OPINION: Good news is you have two choices; bad news is they’re both terrible

As if the Irish Government haven’t let down enough people already but there are a few they like to repeatedly kick while they are down.
I used to laugh in disbelief and say “what will they do next?” Now, I’m genuinely afraid to ask that question and when I finally worked up the courage to read about the 2014 Budget I found myself despairingly muttering “God help us” and I genuinely meant it as a request from a higher force because to put it mildly, we’re screwed.
Ireland is lost. As well as an economic crisis we are also experiencing an identity crisis whether we know it or not. All these bad decisions have left Ireland a shell of its former self. The problem with these bad decisions is that they seem more and more irreversible. With every young person that leaves this country so does a valuable part of Ireland’s future. How many of us will return? How many of us would want to? Ireland has failed the youth and nothing to rectify this is being done. To Hell or to Canada. Out of sight out of mind.

Abandoners
We are the one’s paying for a crisis we had no control over and it seems the Government does not care.
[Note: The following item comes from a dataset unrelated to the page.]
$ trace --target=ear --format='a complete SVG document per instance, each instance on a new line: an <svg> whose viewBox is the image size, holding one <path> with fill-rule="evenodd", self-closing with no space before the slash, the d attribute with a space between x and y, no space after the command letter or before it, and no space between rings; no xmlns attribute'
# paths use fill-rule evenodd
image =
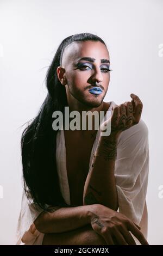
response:
<svg viewBox="0 0 163 256"><path fill-rule="evenodd" d="M61 83L63 86L66 86L67 83L65 74L65 69L61 66L58 66L57 69L57 74Z"/></svg>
As far as a lot of them are concerned, we are the Ireland abandoners. Because I guess it would make sense for us to sit in that miserable country and pay for the mistakes of others. Others who are still making the same mistakes. And now with the new budget, those young people that are left can’t even live on the dole. Why didn’t Enda just get them all a one way ticket, or how about a prison ship to Australia? It would have been kinder.
And today I’m reading responses to the budget where some people actually have the nerve to claim that young people “of today” just want to sit on their backside on the dole anyway and they don’t want to work. Can you please enlighten me as to where all these available jobs are? Can you seriously tell me that every young Irish person abroad is on a holiday? A gap year? You are just as delusional as the people who run our country.
That presents another problem. Those are the voices of Ireland now. The Government is attacking the people who don’t have a voice, low income people, the elderly, children and now the young people who have no voice because they are not there anymore. I think it suits the Government well to have a majority of its young people abroad because that means less hostile opposition and of course, no change. The same people will continue to get into Government and the majority of young people aren’t there to do anything about it. My hopes of a vote being given to the youth abroad? That seems like an impossible request as opposed to a logical and fair idea.

No escape
So, foreign people will continue to come into our country as our benefits actually benefit them as opposed to the Irish and the Irish will continue to struggle to live, to work and eventually leave. And what about those who can’t leave? I feel bad for them. They have no escape from the bankrupt, jobless, corrupt prison that Ireland has become. And people are surprised by the rising depression and sucide rate in Ireland.
The protests outside the Dáil may have created only a little stir, but the heart that was in the idea is all that is needed to begin change. I may be of the dramatic variety but it is a dramatic change that is needed. I don’t throw this word around lightly but Ireland needs a revolution. Ireland calls for an uprising where the Irish people claim back their country that is being taken hostage by those in power. The current methods are not working, the people are not happy, not enough is being done to recitify this.
Ireland begs for a revolution.

Laura Rahill is a 23-year-old from Cavan who, having completed a Masters in English, and qualified as an ESL teacher but could not find work, moved to New York nine months ago. She has no plans to move back home.